The permits will be allocated by province and territory, based on population. The provinces will then distribute the permits among institutions. The cap doesn’t apply to master’s and doctoral programs or the elementary and secondary sectors.

In addition, starting Sept. 1, international students who begin a program under a public-private partnership will no longer be eligible for a post-graduate work permit. This comes on top of previous announcements that raised the cost-of-living requirements for study permit applicants and other regulations.

There has always been much to celebrate about Canada’s post-secondary education system. We routinely come out near the top of OECD rankings for educational attainment.

Our institutions run the gamut from world-renowned research-intensive universities to small liberal arts institutions and to the wide network of colleges that are supposed to cater to community needs. Presumably, this is what attracted international students in the first place.

All this appears in jeopardy now. Forced to deal with a reduction in international study permits, many institutions are bound to be left struggling.

In Ontario, Laurentian University filed for creditor protection in 2021 and Queen’s University has publicly warned about its financial straits, blaming it on the reduction in tuition fees, high inflation and a decline in international student enrolment during the pandemic.

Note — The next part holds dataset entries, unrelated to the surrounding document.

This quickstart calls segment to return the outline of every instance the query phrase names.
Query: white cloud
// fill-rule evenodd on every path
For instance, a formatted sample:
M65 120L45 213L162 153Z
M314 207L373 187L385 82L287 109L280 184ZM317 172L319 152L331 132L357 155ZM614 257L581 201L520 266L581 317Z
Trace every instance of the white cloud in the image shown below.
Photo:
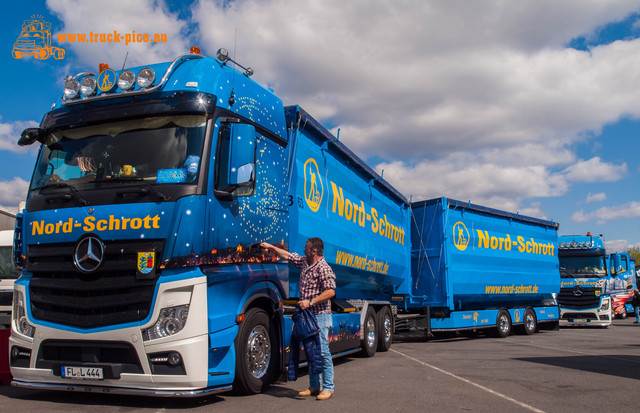
M29 182L15 177L10 181L0 181L0 205L7 211L15 211L18 204L27 197Z
M189 52L189 44L184 32L187 22L179 20L169 12L162 0L135 1L84 1L47 0L47 7L64 23L59 33L111 34L117 31L122 36L133 34L166 34L166 43L139 43L124 40L118 43L75 42L58 46L73 50L82 65L97 70L99 63L109 63L120 69L127 52L127 66L151 64L173 60ZM53 33L57 40L57 32ZM68 52L67 52L68 53Z
M640 65L640 40L566 45L638 10L632 1L203 0L193 15L204 49L233 50L237 36L237 60L256 80L339 127L401 192L515 210L627 173L577 160L573 144L640 117L640 72L628 70Z
M558 196L567 190L564 176L545 166L515 161L501 166L485 162L485 156L454 153L416 164L383 162L375 169L384 170L384 178L414 201L446 195L516 211L525 198Z
M286 103L339 124L357 153L421 159L462 147L561 146L640 115L640 73L627 70L640 63L640 41L565 47L637 9L248 0L202 1L194 14L208 49L231 49L237 29L238 60Z
M616 219L638 217L640 217L640 202L633 201L623 205L598 208L588 213L580 210L571 216L571 220L575 222L598 220L597 223L600 225Z
M633 245L630 244L627 240L615 239L611 241L605 241L604 246L607 250L607 253L612 253L629 251L631 248L639 246L639 244Z
M38 145L28 147L18 146L20 134L26 128L35 128L38 123L32 120L15 121L2 123L0 122L0 151L11 151L18 153L34 152L38 149Z
M545 212L540 208L540 202L534 202L528 207L520 208L517 212L520 215L527 215L530 217L536 217L541 219L550 219Z
M627 173L627 164L613 165L602 162L599 156L588 161L580 160L564 170L567 179L575 182L611 182Z
M607 194L605 194L604 192L599 192L597 194L592 194L591 192L589 192L587 194L587 204L590 204L591 202L602 202L605 199L607 199Z

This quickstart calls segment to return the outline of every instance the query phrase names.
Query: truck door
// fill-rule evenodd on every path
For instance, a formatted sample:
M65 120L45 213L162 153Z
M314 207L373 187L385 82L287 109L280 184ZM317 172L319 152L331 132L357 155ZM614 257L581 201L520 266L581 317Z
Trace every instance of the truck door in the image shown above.
M213 248L287 243L285 148L247 123L221 121L210 212Z

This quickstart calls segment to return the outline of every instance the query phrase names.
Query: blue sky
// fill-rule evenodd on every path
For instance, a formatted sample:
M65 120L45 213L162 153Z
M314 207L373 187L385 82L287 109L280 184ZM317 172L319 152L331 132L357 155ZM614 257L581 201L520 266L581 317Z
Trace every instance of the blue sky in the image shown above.
M606 4L604 4L606 3ZM220 47L300 104L413 200L449 196L552 219L561 234L640 244L637 1L177 0L10 2L0 101L0 207L26 196L15 144L70 73ZM22 22L62 60L15 59ZM58 44L57 33L166 33L166 44Z

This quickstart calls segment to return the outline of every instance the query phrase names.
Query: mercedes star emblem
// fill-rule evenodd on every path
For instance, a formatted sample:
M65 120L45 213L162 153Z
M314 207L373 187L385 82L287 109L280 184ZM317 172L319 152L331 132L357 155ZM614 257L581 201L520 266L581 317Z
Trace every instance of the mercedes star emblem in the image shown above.
M83 238L76 245L73 263L82 272L93 272L102 264L104 245L94 236Z
M573 287L573 295L575 295L576 297L580 297L583 293L584 290L581 286L576 285L575 287Z

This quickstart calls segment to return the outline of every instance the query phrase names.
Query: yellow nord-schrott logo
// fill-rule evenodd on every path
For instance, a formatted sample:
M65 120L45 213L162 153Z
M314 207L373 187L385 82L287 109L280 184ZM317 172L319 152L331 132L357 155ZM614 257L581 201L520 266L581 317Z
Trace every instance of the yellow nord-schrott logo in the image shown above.
M315 159L309 158L304 163L304 199L307 201L309 209L317 212L320 209L323 195L324 184L320 177L318 164Z
M42 16L31 16L22 22L22 30L13 44L11 56L15 59L26 56L33 56L38 60L51 56L54 59L64 59L64 49L51 46L51 23L44 21Z
M516 323L520 322L520 310L516 310L513 313L513 319Z
M116 85L116 72L112 69L105 69L98 75L98 89L109 92Z
M453 243L456 248L460 251L466 250L470 239L469 231L467 231L464 223L462 223L462 221L456 222L453 226Z

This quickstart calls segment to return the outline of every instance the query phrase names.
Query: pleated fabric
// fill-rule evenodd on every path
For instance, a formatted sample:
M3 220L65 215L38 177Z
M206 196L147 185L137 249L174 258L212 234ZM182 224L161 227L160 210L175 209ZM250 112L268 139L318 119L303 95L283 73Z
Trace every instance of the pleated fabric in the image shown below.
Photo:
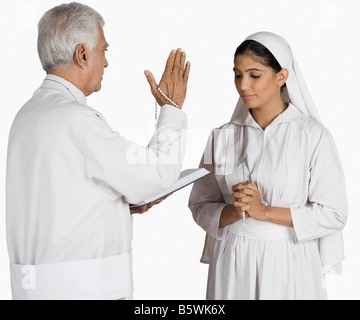
M216 240L207 299L322 300L325 280L316 240L298 242L293 228L246 219Z

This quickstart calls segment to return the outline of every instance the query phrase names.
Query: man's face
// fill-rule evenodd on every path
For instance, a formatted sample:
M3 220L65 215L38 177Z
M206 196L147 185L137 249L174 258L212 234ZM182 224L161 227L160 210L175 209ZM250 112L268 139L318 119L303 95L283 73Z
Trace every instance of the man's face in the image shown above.
M104 68L109 64L105 57L108 43L105 40L104 30L99 26L99 41L93 53L90 53L88 59L87 82L85 95L88 96L93 92L101 89L101 81L104 74Z

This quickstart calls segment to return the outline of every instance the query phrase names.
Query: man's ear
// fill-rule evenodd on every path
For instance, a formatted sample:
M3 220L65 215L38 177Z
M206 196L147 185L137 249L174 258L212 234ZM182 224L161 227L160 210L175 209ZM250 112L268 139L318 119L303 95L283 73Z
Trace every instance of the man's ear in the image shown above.
M74 53L74 62L80 67L80 68L87 68L88 66L88 50L86 46L82 43L78 44L75 48Z

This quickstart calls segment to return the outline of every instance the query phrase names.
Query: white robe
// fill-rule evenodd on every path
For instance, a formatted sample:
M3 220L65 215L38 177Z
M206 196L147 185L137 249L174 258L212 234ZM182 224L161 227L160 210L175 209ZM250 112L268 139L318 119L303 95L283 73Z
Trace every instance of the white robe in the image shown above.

Will governments step in or will we see more go the way of Laurentian?

International students should play an integral role in our immigration system, but they shouldn’t be used as a vehicle to keep post-secondary institutions financially afloat. Governments need to restore proper funding to universities and colleges.

recent report by an Ontario expert panel recommended ending the province’s tuition freeze and increasing per-student funding, noting: “Many colleges and universities have passed the point where they could survive financially with only domestic students.”

The Ontario government announced recently a $1-billion funding boost over three years — far short of the $2.5-billion increase recommended by the expert panel.

The institutions need to do their part too. They have been unwilling to acknowledge the fact that a smaller number of domestic students means they need to scale back their operations.

It’s time to restore the pride we once had in our post-secondary institutions and our immigration system.